Judith Skillman


Three Poems read by the author [mp3]


Flatiron

A woman with colorless hair
stands in a yard singed by summer.
Behind her the screen door, its broken hinge.
 
Her child’s dressed in a balloon suit.
In the kitchen a basket full of damp linens.
The flatiron blackens, takes on heat.
 
How far away the child, who knows nothing
of his mother but voice, crochet hook, wash basin…
It’s the iron has worn her down, hefting its weight to pillowcases,
 
wielding her triangle into corners of shirts vexed by stain. 
Who can arson the past when its articles remain—
salt and pepper shakers, thimbles, kittens, scones.
 
The woman regards us from a yard age has yellowed.
Her man, underground with his canary,
will return punctually as dirt for supper.
 
On the porch that caricature of child billowing like a parachute.
In her starched smile the story
of how he was wrenched from her by tongs. 








A Foreign Beer Garden



Wherever there were poor,
there were pelicans.
 
Laundry strung on lines in the rain.
I remember the scoop and swallow,
 
the smile of a widow and her daughter
setting tables in an outdoor restaurant.
 
Later the chairs stood on their front legs in a warm rain,
the tablecloths were folded, their flowerings
 
bizarre as the hot pepper envelope
in which sheets of cheese melted.
 
I remembered being poor and hot,
hearing my Mother mention stone soup.
 
At  night vivid imaginings.
Grasshoppers crossed my pillow, crickets sang
 
from embankments.

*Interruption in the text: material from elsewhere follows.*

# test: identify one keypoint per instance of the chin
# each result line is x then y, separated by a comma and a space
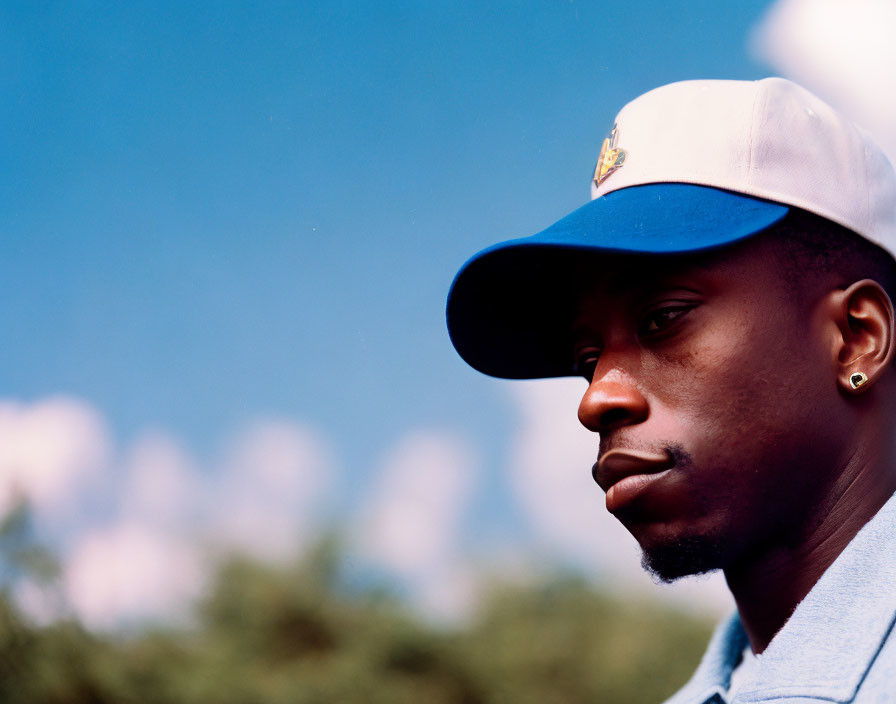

Don’t think the sea forgets
what it carries—a resemblance, a blank stare
 
and then, once more, the waiter with one eye
standing before our table, asking about drinks.






Picasso’s Toad



Two days into autumn
and the saws begin to saw,
the beds to moan with lovers
parked beneath quilts
as if under tea cozies.
 
Two days into fall and wood smoke
drifts through a window
stripped of its screen, tar
from a neighbor’s burn barrel 
coughs and settles.
 
How long has it been?
I wanted you.  Once
upon a time we foraged
hands and mouth beneath 
the brocade spread. 
 
Better not to state the obvious—
the seven-year itch come and gone
so many times my arms
sprout hives, my scalp’s on fire.
Seborrhea, the doctor said,
 
and wrote out a prescription
with an inkless pen
on his Blackberry.  Let it
begin with me, I think, a slogan,
but still…
 
All the way to the pharmacy
I carried the image—
a newsprint study
hung in a gallery
housed in a mall.
 
There was nothing loathsome 
about the creature
who hunched over hollow reeds
as if it had come
to taunt us with quicksand.
 
Who will dare to tell the truth
about the end of passion?
Which one of us state the obvious
about the ornate life—
its gaudy curlicues and frenzied paisleys.